"Scegliere di interpretare una parte o dirigere un film è come scegliere il partner, bisogna farlo bene". Così il regista Sean Penn, che porta alla Festa di Roma Into the Wild: a tre giorni dalla conclusione, è il primo titolo di assoluto valore nel cartellone della kermesse romana, accolto da applausi scroscianti sia al termine della proiezione per i giornalisti che in apertura della conferenza stampa.
"Non amo meno gli uomini ma più la natura": sono i versi di Lord Byron, che Penn sceglie per l'incipit del biopic del 22enne Christopher McCandless, che dopo aver conseguito la laurea nel 1992, decide di abbandonare famiglia e studi per mettersi on the road: destinazione finale Alaska, dove il suo corpo verrà ritrovato senza vita in un autobus abbandonato.
Nei panni di Christopher è Emile Hirsch, già visto in Alpha Dog e Lords of Dogtown, protagonista di una prova stupenda: "Ho una recitazione fisica, ma qui mi sono dovuto superare: caldo, gelo in Alaska, arrampicate, tuffi, discese delle rapide in kayak". Gli fa eco Penn: "L'avevo visto sullo schermo, e mi era piaciuto subito, sin dal modo di camminare. Abbiamo passato 30 giorni insieme a prepararci: Emile avrebbe avuto la volontà di passare 8 mesi sul set in condizioni proibitive? Puntare su di lui è stata la miglior scommessa che abbia mai fatto".
Fondamentale il rapporto con i genitori e la sorella di Christopher McCandless: "E' nato un rapporto di fiducia reciproco - dice Penn - costruito nell'arco di 10 anni, tanto ci è voluto perché mi dessero il permesso di portare sullo schermo la vita di loro figlio". "La sorella di Chris, Corinne, mi ha illuminato più di ogni altra cosa nell'interpretazione - aggiunge Hirsch - mi ha fatto sentire tutto l'amore che prova per il fratello, come se fosse ancora vivo: il suo cuore mi ha guidato nella recitazione". "Non ho fatto alcun sforzo per evitare di farne un martire o indulgere nei difetti di Chris", dice Penn. Sulla stessa lunghezza d'onda, Hirsch: "Ho cercato di rispettarne realtà e autenticità: il suo grande amore, ma anche l'egoismo, l'immaturità e l'avventetezza". "La prima parte del film - prosegue Penn - è la storia della fuga di Chris dalla corruzione della famiglia e del mondo, ma la parte dominante è la scoperta di un luogo in sintonia con quello che il ragazzo sta diventando: la celebrazione della libertà".

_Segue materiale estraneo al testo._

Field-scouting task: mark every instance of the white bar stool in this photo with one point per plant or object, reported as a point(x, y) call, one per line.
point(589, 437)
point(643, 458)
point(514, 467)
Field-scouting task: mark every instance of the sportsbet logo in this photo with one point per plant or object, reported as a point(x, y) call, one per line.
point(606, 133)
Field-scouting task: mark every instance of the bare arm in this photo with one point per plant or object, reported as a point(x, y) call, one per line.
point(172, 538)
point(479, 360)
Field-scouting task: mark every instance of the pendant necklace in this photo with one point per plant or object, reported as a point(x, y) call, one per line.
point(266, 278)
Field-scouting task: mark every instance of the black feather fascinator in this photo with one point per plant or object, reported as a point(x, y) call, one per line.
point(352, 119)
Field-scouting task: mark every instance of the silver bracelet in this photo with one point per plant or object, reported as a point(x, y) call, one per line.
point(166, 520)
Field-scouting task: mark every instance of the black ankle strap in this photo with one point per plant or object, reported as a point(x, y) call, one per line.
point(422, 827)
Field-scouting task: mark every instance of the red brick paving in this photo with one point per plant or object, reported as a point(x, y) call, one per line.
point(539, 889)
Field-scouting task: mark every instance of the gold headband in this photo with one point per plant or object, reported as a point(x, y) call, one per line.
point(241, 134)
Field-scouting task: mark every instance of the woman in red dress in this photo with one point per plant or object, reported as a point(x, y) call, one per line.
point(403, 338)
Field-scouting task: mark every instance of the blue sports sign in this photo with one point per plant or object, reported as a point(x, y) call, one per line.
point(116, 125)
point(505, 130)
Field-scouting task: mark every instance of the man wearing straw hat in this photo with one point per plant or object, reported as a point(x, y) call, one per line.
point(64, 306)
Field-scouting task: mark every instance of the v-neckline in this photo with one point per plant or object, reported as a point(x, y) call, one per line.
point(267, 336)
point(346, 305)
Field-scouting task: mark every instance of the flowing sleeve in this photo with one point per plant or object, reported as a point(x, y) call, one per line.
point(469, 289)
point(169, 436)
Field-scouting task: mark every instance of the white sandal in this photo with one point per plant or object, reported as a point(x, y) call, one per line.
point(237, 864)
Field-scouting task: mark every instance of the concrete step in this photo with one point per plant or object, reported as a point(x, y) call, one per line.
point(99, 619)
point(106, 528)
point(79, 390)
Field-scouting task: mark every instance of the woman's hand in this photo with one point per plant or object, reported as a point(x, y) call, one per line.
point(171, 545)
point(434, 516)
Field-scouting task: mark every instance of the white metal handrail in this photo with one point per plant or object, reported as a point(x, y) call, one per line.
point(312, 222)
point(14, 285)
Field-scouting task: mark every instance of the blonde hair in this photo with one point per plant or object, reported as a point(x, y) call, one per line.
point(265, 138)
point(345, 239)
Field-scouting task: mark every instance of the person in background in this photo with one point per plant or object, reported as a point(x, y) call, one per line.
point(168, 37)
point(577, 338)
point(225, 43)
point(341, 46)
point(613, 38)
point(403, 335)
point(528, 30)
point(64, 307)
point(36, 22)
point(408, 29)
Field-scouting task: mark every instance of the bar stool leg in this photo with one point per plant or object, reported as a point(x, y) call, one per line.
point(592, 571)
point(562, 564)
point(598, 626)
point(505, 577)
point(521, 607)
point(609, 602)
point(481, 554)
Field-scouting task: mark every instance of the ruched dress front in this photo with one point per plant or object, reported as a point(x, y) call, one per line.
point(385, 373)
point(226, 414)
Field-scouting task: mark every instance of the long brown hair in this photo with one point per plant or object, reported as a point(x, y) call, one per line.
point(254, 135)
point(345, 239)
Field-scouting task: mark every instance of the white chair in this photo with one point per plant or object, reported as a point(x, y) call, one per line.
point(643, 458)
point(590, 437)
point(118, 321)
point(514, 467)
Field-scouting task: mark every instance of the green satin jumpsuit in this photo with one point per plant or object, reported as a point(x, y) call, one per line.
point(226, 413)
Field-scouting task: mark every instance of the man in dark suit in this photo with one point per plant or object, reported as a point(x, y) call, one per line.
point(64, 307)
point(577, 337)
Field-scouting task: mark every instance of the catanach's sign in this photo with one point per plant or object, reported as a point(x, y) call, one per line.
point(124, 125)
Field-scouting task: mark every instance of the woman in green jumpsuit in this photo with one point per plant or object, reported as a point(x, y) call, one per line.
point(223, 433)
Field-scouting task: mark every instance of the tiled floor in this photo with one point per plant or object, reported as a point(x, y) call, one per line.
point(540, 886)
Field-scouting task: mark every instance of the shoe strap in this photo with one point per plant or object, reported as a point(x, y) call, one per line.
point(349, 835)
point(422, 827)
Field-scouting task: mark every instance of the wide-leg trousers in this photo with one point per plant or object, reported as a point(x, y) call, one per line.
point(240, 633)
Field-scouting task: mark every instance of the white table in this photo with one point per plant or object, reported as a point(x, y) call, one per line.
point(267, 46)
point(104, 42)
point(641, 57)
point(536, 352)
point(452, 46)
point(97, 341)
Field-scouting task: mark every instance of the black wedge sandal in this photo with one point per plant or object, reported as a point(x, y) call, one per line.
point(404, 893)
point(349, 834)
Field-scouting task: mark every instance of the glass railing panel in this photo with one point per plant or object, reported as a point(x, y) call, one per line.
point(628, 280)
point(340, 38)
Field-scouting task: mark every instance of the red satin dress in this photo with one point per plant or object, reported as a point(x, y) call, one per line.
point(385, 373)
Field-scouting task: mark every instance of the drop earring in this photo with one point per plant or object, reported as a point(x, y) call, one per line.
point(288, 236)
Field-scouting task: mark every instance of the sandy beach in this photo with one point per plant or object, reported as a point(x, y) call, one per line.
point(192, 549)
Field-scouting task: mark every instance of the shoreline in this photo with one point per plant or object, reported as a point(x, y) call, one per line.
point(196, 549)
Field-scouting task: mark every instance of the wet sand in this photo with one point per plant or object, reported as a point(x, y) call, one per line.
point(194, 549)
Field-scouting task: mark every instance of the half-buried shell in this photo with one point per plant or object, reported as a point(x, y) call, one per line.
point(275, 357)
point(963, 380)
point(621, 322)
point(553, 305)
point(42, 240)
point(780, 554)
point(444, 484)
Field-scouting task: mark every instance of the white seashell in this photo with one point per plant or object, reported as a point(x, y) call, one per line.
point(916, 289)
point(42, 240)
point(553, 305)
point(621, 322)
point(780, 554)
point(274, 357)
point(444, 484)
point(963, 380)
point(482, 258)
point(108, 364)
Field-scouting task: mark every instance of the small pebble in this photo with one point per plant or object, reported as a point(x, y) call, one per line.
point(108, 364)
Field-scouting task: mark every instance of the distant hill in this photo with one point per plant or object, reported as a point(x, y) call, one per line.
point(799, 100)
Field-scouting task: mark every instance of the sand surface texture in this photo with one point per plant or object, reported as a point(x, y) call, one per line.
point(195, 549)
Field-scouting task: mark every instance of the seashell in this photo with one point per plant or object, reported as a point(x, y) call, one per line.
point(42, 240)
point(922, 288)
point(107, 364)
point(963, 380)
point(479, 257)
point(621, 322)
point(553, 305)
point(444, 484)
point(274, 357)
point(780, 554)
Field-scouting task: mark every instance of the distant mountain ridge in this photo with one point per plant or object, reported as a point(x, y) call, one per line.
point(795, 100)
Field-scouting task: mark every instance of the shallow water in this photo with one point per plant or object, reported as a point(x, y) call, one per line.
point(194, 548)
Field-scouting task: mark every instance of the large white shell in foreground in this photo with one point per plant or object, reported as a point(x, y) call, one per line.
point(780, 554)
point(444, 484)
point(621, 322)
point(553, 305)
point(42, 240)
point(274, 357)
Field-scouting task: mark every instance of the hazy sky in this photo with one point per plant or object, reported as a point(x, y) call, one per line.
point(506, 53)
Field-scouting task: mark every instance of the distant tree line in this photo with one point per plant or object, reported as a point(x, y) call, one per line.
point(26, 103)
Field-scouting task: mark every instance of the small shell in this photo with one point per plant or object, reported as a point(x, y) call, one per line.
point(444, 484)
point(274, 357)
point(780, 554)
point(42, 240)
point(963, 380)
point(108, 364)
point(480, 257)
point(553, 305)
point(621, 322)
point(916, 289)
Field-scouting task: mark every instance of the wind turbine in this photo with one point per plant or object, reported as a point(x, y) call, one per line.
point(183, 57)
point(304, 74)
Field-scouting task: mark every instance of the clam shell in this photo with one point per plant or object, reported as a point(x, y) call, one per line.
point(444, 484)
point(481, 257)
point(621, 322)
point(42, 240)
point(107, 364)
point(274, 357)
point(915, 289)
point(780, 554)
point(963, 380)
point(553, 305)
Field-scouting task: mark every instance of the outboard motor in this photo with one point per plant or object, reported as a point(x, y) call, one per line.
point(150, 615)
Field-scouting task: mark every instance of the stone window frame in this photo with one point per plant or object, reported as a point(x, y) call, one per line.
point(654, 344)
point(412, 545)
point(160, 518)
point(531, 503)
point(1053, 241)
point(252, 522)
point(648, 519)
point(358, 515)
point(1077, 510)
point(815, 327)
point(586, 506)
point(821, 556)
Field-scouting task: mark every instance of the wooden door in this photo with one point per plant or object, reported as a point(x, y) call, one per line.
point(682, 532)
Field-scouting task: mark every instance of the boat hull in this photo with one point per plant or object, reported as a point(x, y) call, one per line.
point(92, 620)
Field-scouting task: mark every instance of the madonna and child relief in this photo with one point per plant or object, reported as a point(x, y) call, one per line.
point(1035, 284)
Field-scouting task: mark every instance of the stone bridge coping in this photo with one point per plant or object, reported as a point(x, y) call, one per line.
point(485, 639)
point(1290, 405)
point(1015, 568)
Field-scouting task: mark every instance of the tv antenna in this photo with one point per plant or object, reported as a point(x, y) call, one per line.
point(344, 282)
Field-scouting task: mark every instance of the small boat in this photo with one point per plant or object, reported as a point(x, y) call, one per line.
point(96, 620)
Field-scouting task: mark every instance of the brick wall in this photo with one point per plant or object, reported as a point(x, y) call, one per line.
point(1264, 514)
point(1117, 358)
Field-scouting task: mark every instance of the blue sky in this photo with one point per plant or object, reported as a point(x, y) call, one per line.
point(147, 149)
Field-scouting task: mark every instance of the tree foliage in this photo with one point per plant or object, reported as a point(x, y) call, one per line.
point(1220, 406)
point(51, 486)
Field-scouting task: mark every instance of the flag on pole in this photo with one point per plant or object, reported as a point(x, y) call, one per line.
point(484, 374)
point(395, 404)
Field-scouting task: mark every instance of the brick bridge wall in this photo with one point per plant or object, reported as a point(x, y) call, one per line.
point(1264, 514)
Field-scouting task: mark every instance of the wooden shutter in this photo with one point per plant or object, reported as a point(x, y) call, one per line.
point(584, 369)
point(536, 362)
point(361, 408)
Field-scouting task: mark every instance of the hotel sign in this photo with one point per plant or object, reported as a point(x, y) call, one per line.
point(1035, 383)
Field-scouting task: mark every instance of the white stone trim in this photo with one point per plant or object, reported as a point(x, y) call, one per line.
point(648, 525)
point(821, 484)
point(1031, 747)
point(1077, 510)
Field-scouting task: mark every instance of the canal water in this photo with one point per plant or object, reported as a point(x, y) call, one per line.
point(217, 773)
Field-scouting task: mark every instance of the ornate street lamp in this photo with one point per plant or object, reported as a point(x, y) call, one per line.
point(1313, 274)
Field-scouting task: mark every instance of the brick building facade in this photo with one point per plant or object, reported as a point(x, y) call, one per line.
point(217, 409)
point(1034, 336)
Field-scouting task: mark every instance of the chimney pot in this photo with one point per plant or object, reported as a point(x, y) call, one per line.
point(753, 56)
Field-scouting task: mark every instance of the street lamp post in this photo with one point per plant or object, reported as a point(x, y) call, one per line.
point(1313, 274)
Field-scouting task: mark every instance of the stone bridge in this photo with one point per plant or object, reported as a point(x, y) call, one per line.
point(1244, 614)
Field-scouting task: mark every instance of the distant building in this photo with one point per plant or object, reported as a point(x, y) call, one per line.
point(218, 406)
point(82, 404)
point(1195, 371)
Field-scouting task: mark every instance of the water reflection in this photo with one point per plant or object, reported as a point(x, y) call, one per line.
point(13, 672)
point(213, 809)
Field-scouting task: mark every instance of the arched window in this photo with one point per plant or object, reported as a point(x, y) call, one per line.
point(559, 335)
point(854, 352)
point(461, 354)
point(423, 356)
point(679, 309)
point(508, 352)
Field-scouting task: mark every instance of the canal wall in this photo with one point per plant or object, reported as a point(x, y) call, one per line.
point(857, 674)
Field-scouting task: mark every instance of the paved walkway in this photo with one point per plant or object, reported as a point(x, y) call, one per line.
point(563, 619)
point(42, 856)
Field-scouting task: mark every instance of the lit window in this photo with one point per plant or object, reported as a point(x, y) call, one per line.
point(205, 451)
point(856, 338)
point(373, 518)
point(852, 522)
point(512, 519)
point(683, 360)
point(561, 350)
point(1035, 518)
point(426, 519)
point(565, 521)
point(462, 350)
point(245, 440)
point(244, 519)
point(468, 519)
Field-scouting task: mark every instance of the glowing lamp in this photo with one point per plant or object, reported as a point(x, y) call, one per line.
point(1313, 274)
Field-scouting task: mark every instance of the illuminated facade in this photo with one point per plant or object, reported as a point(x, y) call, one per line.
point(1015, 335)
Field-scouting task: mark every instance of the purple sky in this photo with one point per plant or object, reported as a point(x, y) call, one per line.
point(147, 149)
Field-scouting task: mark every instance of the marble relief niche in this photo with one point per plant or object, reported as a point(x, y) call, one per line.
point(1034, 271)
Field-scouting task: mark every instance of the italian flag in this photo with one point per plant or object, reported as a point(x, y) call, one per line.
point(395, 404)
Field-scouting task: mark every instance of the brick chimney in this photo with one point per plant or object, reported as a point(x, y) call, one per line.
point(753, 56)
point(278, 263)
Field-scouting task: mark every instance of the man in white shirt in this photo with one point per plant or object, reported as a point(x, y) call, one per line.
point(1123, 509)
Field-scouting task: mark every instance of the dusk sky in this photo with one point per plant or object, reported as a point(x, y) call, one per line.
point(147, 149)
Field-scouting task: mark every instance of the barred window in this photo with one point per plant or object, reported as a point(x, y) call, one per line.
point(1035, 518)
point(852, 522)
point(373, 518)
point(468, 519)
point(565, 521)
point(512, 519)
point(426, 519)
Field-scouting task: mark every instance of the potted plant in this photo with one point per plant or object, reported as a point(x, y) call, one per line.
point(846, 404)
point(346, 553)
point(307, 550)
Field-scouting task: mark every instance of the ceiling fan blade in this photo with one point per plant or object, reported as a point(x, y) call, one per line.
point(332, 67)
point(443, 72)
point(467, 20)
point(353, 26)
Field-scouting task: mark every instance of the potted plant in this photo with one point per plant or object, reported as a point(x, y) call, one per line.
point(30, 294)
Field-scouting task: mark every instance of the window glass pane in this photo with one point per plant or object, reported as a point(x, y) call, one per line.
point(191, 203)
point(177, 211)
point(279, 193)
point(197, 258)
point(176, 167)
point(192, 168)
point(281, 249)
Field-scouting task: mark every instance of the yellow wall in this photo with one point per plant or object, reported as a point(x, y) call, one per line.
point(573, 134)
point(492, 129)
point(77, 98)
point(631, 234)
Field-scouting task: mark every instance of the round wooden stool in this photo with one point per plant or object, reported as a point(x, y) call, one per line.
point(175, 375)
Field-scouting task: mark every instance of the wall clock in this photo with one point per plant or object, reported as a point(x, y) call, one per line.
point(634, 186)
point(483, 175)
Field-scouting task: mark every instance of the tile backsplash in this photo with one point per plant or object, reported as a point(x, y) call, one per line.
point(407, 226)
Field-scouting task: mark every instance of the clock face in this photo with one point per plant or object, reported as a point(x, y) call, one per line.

Spaziando dalla rabbia - "E' il combustibile della mia creatività: quando la stupidità raggiunge un volume troppo alto, mi monta dentro" - alla solitudine - "E' un valore che va allargato agli altri, condiviso" - e alla testardaggine - "La mia più cara amica" -, Penn attacca prima il buonismo formato famiglia - "Non credo nel pregiudizio di sangue, nei debiti verso i propri familiari: tutto va guadagnato" - e poi l'etichetta di cinema politico: "I film importanti sono quelli che interessano al regista: l'attuale proliferazione di film a carattere politico non discende da scelte artistiche".